Virginia’s Richmond Times-Dispatch reports Hospital Compare, available since 2003, “traditionally” has focused on “inpatient care,” and the hospitals get a chance to see the data before they are posted – but that the additional data now available will help hospitals and consumers compare care at local or regional hospitals.
This is good because comparison data show variations across both hospitals and regions of the country. For example, according to Dr. Barry Straube, CMS’ chief medical officer, the data show “hospitals with higher heart-attack and heart-failure death rates are concentrated in the South.”

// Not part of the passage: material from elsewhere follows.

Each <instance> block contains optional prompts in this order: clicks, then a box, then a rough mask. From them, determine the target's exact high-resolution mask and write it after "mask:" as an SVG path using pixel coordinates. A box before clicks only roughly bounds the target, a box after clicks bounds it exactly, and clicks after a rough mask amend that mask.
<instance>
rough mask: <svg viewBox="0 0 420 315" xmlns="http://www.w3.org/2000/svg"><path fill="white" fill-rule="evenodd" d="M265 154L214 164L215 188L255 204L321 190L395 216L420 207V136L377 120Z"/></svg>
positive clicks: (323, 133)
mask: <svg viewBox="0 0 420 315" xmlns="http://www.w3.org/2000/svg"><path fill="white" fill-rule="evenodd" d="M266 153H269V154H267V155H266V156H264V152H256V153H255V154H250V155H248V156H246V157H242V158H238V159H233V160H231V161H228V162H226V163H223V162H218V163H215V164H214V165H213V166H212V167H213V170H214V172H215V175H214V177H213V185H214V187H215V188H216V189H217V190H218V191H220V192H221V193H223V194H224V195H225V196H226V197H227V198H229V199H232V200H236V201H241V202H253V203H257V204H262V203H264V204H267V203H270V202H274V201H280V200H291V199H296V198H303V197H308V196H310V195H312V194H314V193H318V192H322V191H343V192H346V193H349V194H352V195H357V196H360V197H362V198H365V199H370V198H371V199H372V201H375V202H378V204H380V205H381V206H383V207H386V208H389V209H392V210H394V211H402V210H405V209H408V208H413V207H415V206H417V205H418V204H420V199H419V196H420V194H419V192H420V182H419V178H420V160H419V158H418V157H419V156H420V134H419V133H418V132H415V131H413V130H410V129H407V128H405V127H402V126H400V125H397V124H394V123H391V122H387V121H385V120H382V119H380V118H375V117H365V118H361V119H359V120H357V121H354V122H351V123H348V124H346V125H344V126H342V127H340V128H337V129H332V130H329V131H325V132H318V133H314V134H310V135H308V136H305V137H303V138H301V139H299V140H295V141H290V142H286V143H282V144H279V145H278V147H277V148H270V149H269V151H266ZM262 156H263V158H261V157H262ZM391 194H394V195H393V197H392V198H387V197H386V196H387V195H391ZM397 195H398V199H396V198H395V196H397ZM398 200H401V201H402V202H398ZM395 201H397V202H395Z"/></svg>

The Boston Globe reports, “Massachusetts hospitals as a whole outperform hospitals across the country on the quality of outpatient care, including providing fast treatment to emergency room patients with chest pain and protecting surgery patients from infections.”
The Hartford Courant reports that “on average, Connecticut hospitals performed better than the national average in nearly all measures,” including “the number of minutes before outpatients with chest pain get an electrocardiogram.”
Straube also said the “goal here is not to label hospitals as good or bad, but it’s to provide insight to the hospitals as well as the general public on what they are achieving in the care that they render through Medicare and other programs.”
While the San Antonio Express-News reports that while San Antonio, TX, “hospitals as a group did fairly well, most had at least one area of concern.”
On the issue of how many patients got a second mammogram or ultrasound within 45 days of a screening mammogram, the government said “the best hospitals” tend to have a rate between 8 percent and 14 percent, “indicating enough – but not too much – follow-up.”
Meanwhile, the Dallas Morning News reports “doctors at Baylor University Medical Center in Dallas are prescribing a higher-than-average percentage of follow-up mammograms.”